Reconstitution of protein kinase C-induced contractile Ca2+ sensitization in triton X-100-demembranated rabbit arterial smooth muscle.

1. Triton X-100-demembranated smooth muscle loses Ca2+-sensitizing responsiveness to protein kinase C (PKC) activators while intact and alpha-toxin-permeabilized smooth muscles remain responsive. We attempted to reconstitute the contractile Ca2+ sensitization by PKC in the demembranated preparations. 2. Western blot analyses showed that the content of the PKC alpha-isoform (PKCalpha) was markedly reduced and that the smooth muscle-specific protein phosphatase-1 inhibitor protein CPI-17 was not detectable, while the amount of calponin and actin still remained similar to those of intact strips. 3. Unphosphorylated recombinant CPI-17 alone induced a small but significant contraction at constant Ca2+. Isoform-selective PKC inhibitors inhibited unphosphorylated but not pre-thiophosphorylated CPI-17-induced contraction, suggesting that in situ conventional PKC isoform(s) can phosphorylate CPI-17. 4. Exogenously replenishing PKCalpha alone did not induce potentiation of contraction and only slowly increased myosin light chain (MLC) phosphorylation at submaximal Ca2+. 5. PKC in the presence of CPI-17, but not the [T38A]-CPI mutant, markedly induced potentiation of both contraction and MLC phosphorylation.
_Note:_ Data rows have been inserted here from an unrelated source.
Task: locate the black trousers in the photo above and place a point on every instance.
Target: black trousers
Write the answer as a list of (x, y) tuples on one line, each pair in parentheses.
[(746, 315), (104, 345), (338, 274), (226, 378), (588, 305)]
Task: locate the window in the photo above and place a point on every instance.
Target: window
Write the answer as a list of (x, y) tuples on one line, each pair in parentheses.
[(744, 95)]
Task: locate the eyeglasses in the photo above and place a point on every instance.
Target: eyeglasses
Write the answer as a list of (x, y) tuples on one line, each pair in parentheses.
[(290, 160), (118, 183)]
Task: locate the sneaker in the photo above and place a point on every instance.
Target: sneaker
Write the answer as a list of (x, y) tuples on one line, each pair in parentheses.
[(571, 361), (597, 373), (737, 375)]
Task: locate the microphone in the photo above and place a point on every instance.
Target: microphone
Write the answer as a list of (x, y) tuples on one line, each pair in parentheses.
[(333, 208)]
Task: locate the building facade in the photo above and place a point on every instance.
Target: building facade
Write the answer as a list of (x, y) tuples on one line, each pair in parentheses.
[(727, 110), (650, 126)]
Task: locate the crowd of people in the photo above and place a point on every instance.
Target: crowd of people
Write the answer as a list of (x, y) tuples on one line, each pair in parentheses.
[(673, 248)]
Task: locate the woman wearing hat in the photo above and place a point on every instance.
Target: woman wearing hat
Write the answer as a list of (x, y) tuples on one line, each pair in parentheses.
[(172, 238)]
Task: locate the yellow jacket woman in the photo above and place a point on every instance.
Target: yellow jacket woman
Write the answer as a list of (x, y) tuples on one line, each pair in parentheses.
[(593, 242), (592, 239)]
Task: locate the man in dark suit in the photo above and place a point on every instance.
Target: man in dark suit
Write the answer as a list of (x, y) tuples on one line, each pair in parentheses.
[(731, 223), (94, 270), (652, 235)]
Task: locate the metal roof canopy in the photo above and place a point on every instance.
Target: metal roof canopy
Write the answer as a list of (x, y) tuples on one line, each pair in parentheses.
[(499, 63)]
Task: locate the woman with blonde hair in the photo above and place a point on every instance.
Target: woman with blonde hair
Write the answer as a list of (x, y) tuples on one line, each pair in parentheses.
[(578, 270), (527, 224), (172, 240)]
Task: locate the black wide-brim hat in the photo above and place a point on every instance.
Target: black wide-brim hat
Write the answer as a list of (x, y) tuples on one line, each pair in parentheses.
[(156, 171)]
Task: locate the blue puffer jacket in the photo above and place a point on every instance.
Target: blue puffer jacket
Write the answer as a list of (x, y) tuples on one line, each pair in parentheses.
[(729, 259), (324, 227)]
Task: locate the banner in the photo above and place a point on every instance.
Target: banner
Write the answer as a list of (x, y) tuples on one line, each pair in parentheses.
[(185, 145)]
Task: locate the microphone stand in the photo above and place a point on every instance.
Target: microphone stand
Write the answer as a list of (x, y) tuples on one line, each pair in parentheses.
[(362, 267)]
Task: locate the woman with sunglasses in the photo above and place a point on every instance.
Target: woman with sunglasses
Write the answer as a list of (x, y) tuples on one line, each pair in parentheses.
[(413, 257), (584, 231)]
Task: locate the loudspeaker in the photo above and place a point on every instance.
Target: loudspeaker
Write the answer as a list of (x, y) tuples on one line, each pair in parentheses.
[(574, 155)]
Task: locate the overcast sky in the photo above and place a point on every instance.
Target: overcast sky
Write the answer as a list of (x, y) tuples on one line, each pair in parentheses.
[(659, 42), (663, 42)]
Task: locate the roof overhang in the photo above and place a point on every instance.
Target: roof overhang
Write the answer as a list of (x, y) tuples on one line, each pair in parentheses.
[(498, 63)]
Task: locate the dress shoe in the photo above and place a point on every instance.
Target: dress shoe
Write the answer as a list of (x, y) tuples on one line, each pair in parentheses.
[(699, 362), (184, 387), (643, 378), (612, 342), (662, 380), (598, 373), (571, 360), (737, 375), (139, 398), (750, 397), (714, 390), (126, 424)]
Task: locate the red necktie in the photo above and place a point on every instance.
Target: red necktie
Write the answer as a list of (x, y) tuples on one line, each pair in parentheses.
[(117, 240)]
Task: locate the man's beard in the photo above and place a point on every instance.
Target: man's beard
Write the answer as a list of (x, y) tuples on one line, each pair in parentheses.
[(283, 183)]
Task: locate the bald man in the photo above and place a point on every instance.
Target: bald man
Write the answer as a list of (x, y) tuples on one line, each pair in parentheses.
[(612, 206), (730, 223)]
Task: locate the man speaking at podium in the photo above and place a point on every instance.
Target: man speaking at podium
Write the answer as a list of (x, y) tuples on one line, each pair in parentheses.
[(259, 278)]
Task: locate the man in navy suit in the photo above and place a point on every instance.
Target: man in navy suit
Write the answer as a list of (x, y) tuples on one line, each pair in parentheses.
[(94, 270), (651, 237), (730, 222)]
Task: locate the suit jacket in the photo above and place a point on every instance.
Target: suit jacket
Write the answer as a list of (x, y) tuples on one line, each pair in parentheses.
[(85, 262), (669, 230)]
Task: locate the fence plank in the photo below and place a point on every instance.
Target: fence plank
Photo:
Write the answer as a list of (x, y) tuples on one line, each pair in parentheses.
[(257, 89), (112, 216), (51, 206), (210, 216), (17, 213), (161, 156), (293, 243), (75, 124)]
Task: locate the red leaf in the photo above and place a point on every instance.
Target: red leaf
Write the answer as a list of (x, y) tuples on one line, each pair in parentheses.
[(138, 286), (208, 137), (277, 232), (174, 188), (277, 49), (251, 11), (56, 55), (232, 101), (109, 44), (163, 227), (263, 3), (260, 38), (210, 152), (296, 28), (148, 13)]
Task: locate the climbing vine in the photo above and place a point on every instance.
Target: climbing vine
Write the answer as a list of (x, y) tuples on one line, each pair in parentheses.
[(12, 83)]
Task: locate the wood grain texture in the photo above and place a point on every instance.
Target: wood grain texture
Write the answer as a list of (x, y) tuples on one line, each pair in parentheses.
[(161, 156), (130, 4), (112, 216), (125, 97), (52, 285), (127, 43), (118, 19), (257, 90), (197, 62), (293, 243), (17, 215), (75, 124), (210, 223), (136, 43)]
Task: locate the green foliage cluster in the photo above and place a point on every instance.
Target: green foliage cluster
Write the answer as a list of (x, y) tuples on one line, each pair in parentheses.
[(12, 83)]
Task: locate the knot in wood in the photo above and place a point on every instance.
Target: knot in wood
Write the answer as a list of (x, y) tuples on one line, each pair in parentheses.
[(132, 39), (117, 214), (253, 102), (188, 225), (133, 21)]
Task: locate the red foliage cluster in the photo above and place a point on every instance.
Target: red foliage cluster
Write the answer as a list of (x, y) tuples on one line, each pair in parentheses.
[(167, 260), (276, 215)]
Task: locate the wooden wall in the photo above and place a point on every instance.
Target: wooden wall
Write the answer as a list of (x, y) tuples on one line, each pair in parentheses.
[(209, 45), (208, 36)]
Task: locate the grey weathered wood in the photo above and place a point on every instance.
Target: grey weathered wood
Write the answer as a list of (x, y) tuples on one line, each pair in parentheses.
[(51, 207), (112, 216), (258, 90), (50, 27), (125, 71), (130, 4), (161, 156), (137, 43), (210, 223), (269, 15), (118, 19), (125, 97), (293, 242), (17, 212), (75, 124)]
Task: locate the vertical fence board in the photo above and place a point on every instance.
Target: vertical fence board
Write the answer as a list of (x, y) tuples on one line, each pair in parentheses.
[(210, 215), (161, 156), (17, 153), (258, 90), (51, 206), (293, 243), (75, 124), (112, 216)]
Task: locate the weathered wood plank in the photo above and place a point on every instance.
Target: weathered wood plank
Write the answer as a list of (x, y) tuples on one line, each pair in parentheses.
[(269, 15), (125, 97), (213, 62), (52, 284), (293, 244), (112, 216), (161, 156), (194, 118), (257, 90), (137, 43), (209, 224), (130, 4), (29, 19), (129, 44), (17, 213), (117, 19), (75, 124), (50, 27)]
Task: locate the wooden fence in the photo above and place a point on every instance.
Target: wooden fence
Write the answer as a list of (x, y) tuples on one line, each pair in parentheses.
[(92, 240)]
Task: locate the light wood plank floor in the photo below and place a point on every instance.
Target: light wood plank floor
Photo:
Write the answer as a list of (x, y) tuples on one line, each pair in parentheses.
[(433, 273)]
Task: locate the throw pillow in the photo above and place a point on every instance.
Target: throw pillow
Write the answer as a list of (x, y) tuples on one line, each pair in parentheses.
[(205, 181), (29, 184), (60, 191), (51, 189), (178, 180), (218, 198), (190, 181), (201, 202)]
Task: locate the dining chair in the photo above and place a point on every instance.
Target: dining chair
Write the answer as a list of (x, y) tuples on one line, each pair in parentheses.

CPI-17 itself was phosphorylated. 6. In in vitro experiments, CPI-17 was a much better substrate for PKCalpha than calponin, caldesmon, MLC and myosin. 7. Our results indicate that PKC requires CPI-17 phosphorylation at Thr-38 but not calponin for reconstitution of the contractile Ca2+ sensitization in the demembranated arterial smooth muscle.